Em São Paulo há mais de 200 edifícos com mais de 100 m de altura, uma massa construída como a de poucas cidades no mundo. O que nós não temos são edifícios muito altos por uma questão de legislação e de viabilidade econômica

O edifício Mirante do Vale, em São Paulo, é o mais alto do Brasil desde 1967, com 170 m. Nos próximos anos, segundo o CTBUH, a marca será superada, após a construção do edifício Tour Geneve (182 m), em João Pessoa, do edifício Infinity Coast (237 m), em Balneário Camboriú (SC), previsto para 2016. Quais as razões técnicas ou econômicas para o Brasil ter deixado de construir edifícios mais altos?
No Brasil há muitos edifícios altos. Em São Paulo há mais de 200 edifícos com mais de 100 m de altura, uma massa construída como a de poucas cidades no mundo. O que nós não temos são edifícios muito altos por uma questão de legislação e de viabilidade econômica. É preciso uma valorização muito grande do metro quadrado do terreno e do empreendimento para se justificar a viabilidade econômica de um edifício muito alto.

Quanto mais altos os edifícios, especialmente os residenciais, maior tende a ser a demanda por vagas de garagens. O atendimento dessas necessidades é viável do ponto de vista técnico e econômico?
Em São Paulo, uma legislação que define o número de vagas em relação à área foi criada nos anos de 1950, quando a preocupação era construir garagens para que os carros não ficassem nas ruas.
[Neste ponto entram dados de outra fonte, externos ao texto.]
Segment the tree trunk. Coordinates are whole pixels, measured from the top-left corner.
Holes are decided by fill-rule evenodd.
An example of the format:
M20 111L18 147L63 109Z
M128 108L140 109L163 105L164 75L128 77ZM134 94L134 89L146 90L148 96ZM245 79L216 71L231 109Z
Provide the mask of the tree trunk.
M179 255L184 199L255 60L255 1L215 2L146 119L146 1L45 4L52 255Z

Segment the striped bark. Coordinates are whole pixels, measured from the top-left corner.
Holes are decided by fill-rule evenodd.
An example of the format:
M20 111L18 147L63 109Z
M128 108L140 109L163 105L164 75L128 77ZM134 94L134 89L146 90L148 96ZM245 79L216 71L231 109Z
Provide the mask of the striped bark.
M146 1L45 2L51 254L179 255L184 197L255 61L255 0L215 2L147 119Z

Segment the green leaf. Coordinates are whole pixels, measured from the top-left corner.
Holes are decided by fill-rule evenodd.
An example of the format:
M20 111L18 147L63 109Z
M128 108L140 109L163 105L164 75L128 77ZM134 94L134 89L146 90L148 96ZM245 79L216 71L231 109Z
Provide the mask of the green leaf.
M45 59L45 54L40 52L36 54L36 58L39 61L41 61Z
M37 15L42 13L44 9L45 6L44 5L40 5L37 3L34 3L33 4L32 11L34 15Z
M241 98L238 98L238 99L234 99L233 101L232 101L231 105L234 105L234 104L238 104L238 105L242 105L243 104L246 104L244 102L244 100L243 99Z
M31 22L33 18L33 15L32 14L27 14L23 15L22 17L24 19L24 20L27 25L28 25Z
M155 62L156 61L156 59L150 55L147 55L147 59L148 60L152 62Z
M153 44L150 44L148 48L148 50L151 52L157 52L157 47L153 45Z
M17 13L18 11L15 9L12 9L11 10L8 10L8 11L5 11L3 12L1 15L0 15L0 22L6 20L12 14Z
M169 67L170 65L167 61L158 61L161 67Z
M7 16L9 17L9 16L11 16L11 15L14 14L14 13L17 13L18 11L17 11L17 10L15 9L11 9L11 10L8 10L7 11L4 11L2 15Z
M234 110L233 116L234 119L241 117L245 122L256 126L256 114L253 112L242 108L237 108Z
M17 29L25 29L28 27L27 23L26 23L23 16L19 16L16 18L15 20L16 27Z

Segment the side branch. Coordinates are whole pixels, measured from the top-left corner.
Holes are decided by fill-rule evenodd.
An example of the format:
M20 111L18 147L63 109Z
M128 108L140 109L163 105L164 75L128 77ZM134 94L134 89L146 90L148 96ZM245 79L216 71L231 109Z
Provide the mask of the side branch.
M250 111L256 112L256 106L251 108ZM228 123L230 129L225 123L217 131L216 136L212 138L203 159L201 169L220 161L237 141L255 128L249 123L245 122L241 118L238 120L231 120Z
Você tem que gastar uma fortuna criando subsolos para obedecer a uma legislação que não faz sentido, principalmente numa área onde já existe transporte de qualidade. Uma das referências em edifícios altos sustentáveis é o Bank of America Tower, em Nova York, nos Estados Unidos, um edifício ocupado por cerca de 10 mil pessoas e que não tem uma vaga de garagem. Lá é possível, aqui não é, mas se alguém quisesse propor, por que não? Eu não vejo sentido nessa legislação e acho que ela atrapalha o desenvolvimento de edifícios altos no Brasil, porque ela se repete em outras cidades.

Por que Balneário Camboriú e João Pessoa despontam como cidades com uma maior concentração de edifícios altos no Brasil nos últimos anos?
São situações muito peculiares de legislação urbanística e de ascensão do poder de compra do mercado imobiliário. Muitos paulistanos têm adquirido imóveis em Balneário Camboriú e isso fez com que o metro quadrado se valorizasse de forma exagerada. Por outro lado, a legislação autorizou a construção de edifícios muito altos com compensações que os incorporadores entenderam que eram viáveis. Em João Pessoa, a situação é semelhante: há um aumento grande da renda e a particularidade de ser uma cidade com muitos vazios urbanos. Como os terrenos são grandes e a legislação urbanística permite, eles têm conseguido viabilizar empreendimentos - especialmente residenciais - de grande altura, de até 70 andares.